This article is the view of the writer and not of Leicestershire NEU. If you have a different view and would like to write about it, get in touch. We hope this will be the first of a series of opinion pieces that looks at the long term aims of the NEU, and the future of our education system. We hope to represent the entire spectrum of political opinion that our members hold, so please do contact us if you wish to write for the website.

A member writes: What is to be done? Moving beyond school funding

There is a war against the principle of free universal education going on in this country. The funding crisis which schools face isn’t the result of global economic crises , deregulated banks, or low levels of economic growth. It’s part of a deliberate by-partisan policy that aims to dismantle the welfare state, privatise its resources and expand market principles ever further.

The underfunding of schools can only be understood in the context of academisation, which was a successful attempt to take education outside of democratic control. You could vote to change members of your local council if you didn’t like how they ran your local schools, but you can’t do anything to a MAT’s CEO. Academisation therefore provides the political cover required to bankrupt our schools. A fight for sustainable school funding has to also be a fight against academisation. A happy side effect of our current education system is that it is possible for the elites who took control of schools to leech funding from education into their own pay packs.
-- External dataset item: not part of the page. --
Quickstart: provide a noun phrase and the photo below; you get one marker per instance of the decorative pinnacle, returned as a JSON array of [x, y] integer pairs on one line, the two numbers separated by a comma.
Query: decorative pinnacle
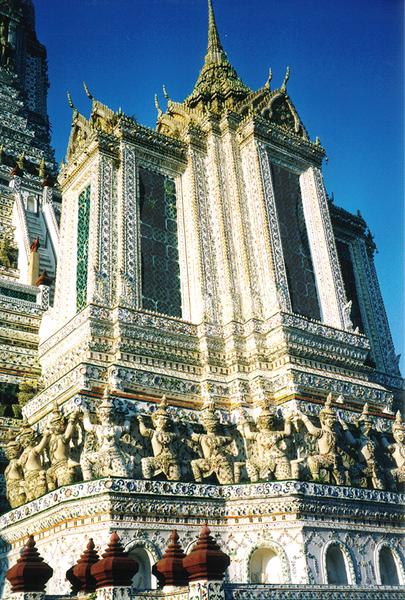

Some took hope from the teachers strike. Whilst acts of solidarity between workers are always to be welcomed, we should not allow ourselves to be over excited. It has been government policy since at least the coalition government, to take teaching jobs and transform them from middle class professions that give workers a degree of professional and financial freedom, to a job more a kin to a zero hour contract role. The fact that after this, a few one day strikes were held, should not get us over excited. This might seem to be overly gloomy given quickly governments of both parties folded when faced with strikes. It is true that our political elites were vulnerable to even occasional one or two days strikes, but this was the result of various self-inflicted wounds, like Brexit negotiations and Covid rule breaking, not the result of an organised working class starting a meaningful fightback. It is a sign of how weak the workers movement is that the ruling elite mess their own bed through allowing Liz Truss to govern. This is not something they would risk if they were being held to account.

Undoubtedly the leadership of the teachers unions have played a role in holding back teachers from making real progress, but that has to be a given in any political discussion. To complain about the leadership would be like complaining about gravity making things fall.

What do we need now? We need a non-hierarchical grass roots campaign that focuses on worker and community control of schools. Right now, that seems to be beyond the political imagination of our movement, let alone its political aspirations.